甘味は幸せ
高校の修了式が終わった午後の昼下がり。
佐々木真那は学校帰りに、彼氏である柳楽涼介と通学路にできた新しいケーキ屋さんで品物を眺めていた。
ショーケースの中に並ぶスイーツは、フルーツたっぷりで、生クリームもたっぷり。どれもボリューミーで美味しそうだ。目移りしてしまい、数ある中からどれか一つに決めることができない。

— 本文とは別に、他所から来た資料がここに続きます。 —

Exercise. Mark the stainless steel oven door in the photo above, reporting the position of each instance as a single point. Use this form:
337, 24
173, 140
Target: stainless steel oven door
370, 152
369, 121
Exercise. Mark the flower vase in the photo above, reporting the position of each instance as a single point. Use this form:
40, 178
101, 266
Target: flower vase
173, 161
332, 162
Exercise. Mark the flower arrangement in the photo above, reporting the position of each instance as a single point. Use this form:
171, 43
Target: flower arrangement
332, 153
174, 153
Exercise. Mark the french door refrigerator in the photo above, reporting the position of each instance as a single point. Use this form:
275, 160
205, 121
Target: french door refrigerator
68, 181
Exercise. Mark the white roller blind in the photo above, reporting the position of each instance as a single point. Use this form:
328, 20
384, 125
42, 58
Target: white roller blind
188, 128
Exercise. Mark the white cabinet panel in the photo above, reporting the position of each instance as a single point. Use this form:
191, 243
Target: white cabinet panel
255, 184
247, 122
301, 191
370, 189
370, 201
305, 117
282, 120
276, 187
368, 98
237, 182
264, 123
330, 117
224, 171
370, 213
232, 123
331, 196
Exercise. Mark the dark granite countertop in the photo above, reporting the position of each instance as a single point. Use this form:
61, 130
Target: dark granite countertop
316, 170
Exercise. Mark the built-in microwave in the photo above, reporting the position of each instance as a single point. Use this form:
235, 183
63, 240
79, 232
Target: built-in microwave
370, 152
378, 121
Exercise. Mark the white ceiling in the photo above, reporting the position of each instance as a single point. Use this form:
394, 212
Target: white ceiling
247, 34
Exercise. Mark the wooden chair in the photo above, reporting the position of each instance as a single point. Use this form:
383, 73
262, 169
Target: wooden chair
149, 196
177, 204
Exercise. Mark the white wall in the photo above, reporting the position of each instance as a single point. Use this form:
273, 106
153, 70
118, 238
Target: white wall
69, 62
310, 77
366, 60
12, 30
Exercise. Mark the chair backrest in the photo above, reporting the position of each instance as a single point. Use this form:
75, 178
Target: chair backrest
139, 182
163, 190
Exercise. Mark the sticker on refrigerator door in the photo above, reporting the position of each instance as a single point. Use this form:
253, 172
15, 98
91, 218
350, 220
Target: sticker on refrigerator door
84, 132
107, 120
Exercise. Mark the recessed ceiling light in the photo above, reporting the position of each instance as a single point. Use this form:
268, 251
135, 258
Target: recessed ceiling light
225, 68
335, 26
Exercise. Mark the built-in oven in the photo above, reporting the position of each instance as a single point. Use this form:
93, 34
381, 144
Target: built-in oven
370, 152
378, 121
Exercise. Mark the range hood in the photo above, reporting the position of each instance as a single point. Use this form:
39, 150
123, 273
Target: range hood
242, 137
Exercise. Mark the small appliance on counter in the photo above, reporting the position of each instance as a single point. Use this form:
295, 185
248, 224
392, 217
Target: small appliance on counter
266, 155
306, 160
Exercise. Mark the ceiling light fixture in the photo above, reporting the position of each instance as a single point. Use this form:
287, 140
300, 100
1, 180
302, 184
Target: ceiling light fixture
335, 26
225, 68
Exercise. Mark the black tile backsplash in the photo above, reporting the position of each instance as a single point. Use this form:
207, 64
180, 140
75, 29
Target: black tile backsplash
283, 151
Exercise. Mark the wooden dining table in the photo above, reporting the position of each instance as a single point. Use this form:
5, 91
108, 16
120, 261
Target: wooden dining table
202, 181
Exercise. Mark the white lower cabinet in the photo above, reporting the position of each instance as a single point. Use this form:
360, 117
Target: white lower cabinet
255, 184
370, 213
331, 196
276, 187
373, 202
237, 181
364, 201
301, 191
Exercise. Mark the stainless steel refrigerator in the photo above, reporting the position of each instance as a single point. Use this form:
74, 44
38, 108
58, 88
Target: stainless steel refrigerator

ケーキとにらめっこをしていた真那は、店内を観察している涼介を呼んだ。
「涼介君は、なににするかもう決めた?」
「俺はチーズケーキ」
「チーズケーキか……」
ニューヨークチーズケーキと書かれている箇所を見れば、明らかに濃厚チーズと言わんばかりの濃い黄色。フォークを入れたなら、グググと力を加えなければひと口大にすることができないであろう質感だ。
「絶対、美味しい」
「じゃあ、真那も一緒のにする?」
「いや~どうせなら、ひと口もらって違うお味を食べたい」
「ははっ、俺から分けてもらう前提なんだ」
楽しそうに笑う涼介に、真那も「へへへ」と照れた笑みを浮かべた。
『相変わらず、食い意地が張っているな』
頭の中に直接語りかけてきた声に、真那はプクリと頬を膨らませる。
「少しずつ、いろんな味を楽しみたいのが女子ってもんなんです~」
独り言のように文句を垂れると、涼介の顔が真横に現れた。芸能人のように整った綺麗な顔が近くにくると、付き合っている彼氏であるとはいえ、顔に熱を帯びてしまう。

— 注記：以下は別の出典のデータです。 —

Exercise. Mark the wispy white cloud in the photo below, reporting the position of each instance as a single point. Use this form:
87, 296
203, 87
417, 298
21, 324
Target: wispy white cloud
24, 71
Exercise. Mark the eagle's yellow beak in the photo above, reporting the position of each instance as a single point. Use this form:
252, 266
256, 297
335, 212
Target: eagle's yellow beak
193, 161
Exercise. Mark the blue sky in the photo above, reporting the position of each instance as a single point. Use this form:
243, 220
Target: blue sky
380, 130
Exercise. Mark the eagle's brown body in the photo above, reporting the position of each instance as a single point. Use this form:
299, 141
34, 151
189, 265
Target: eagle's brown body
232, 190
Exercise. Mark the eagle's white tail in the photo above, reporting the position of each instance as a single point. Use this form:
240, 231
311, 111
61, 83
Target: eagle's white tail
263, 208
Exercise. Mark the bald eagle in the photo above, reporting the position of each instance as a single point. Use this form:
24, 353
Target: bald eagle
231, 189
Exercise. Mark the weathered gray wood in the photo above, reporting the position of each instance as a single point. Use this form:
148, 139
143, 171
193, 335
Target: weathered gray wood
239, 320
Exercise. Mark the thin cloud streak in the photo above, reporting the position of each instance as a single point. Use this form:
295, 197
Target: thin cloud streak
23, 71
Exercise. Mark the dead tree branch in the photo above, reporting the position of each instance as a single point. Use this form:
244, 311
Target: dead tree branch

涼介はそんな真那を気にした様子もなく、真那の耳元で声を潜めて囁いた。
「神様、なんて?」
「ん? うん……相変わらず、食い意地が張ってるって」
恥ずかしいながらも素直に神様の言葉を伝えると、涼介はククッと白い歯を見せて喉の奥で笑う。その表情は、とても無邪気だ。
きっと、伯池神社の主祭神であるフシミハヤテヒノミコトという名である神様も、涼介と同じ顔で笑っているに違いない。
真那の頭の中に直接語りかけてきた神様と、彼氏である涼介は、まったく同じ顔をしているのだ。
『キキッ』
『キ~』
今この場にいる人間の中では、真那と涼介にしか聞こえない獣の声。真那を護る式神の声だ。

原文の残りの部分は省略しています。